RPA's Marshall on MTA deals: "Why should the private sector reap most of the benefits from track and station improvements?"

In What Jay Walder's new city, Hong Kong, can teach us about transit: Make money, don't just spend it, journalist Alex Marshall, a senior fellow at the Regional Plan Association (RPA), observes that the outgoing Metropolitan Transportation Authority chief is going to a city-state where the transit agency works as a developer.

Writes Marshall:
While it may seem extraordinary to have a transit company operating like a profit-making company, it's not novel. Private streetcar lines made money more on real estate deals than the nickel fares they received.

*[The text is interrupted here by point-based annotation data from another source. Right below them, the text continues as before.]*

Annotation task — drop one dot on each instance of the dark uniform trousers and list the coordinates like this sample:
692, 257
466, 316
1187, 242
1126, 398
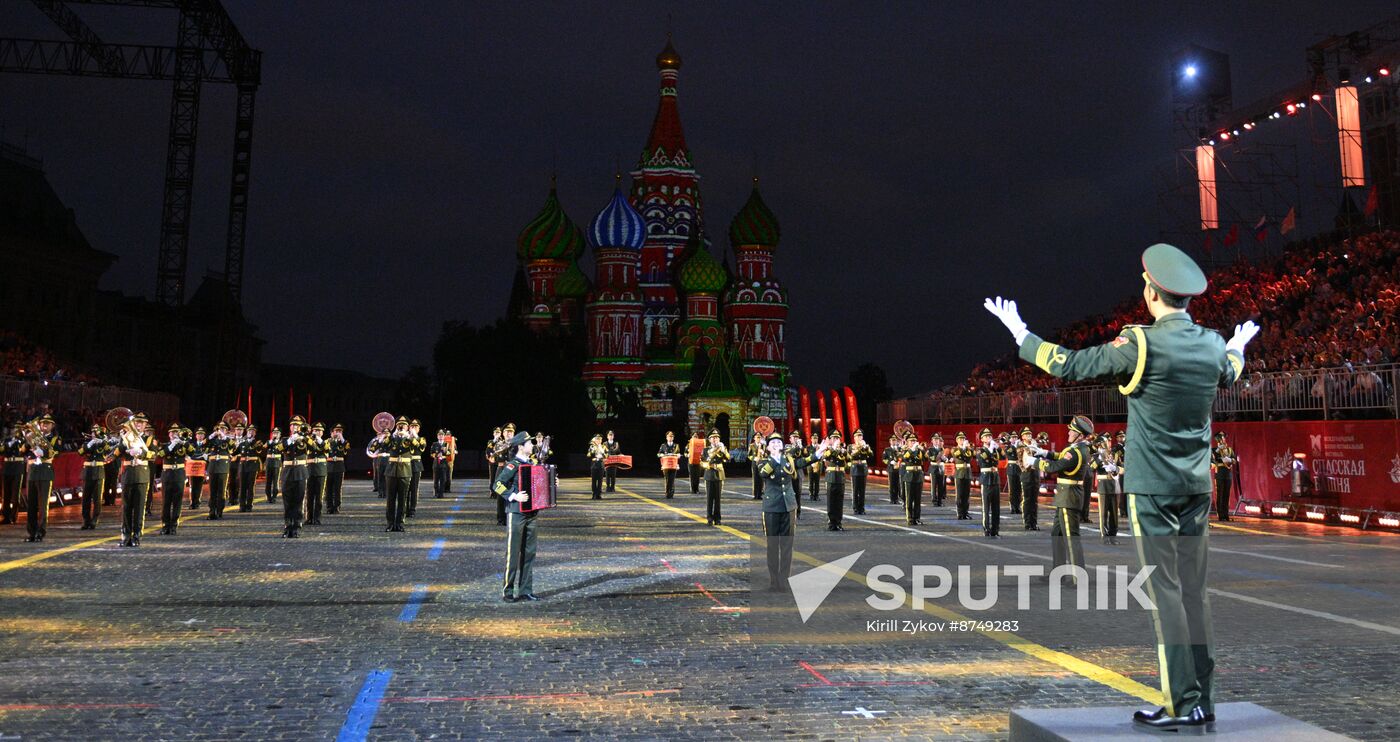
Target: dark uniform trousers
1029, 497
1064, 536
217, 490
133, 501
272, 486
779, 531
1222, 480
1108, 506
293, 494
598, 475
172, 496
835, 496
315, 496
441, 478
37, 506
962, 483
520, 555
247, 482
1172, 532
94, 483
396, 503
990, 503
13, 482
912, 478
713, 486
196, 486
1014, 486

...Today, governments can facilitate new versions of these old arrangements. What if the MTA had chosen to develop the land around the Hudson Yards in Manhattan instead of effectively selling it off to a developer? Or take Atlantic Yards in Brooklyn: Why should the private sector reap most of the benefits from track and station improvements?

In cases such as these, which are bound to come up again, the MTA must be both aggressive and creative in how it imagines its profit margin.
In the case of the deal to sell rights to the Vanderbilt Yard, in exchange for cash and a new railyard/station entrance, the MTA's political patrons held sway.

Had organizations like the RPA, which offered an awkward mix of support and criticism for the Atlantic Yards plan, pressed state officials on the fundamental issues, the private sector would not "reap most of the benefits."

(I'm not blaming Marshall for this.)

A caution on Hong Kong envy

Hong Kong offers some attractive examples of efficiency, but it's not an unmitigated good.

As I wrote last August in Urban Omnibus, A Caution on Hong Kong Envy, New Yorkers at a conference on Hong Kong enthused about the city-state's advances, but many from Hong Kong worried about the cost of progress, seeing their home as a place of enforced uniformity, with too little public participation.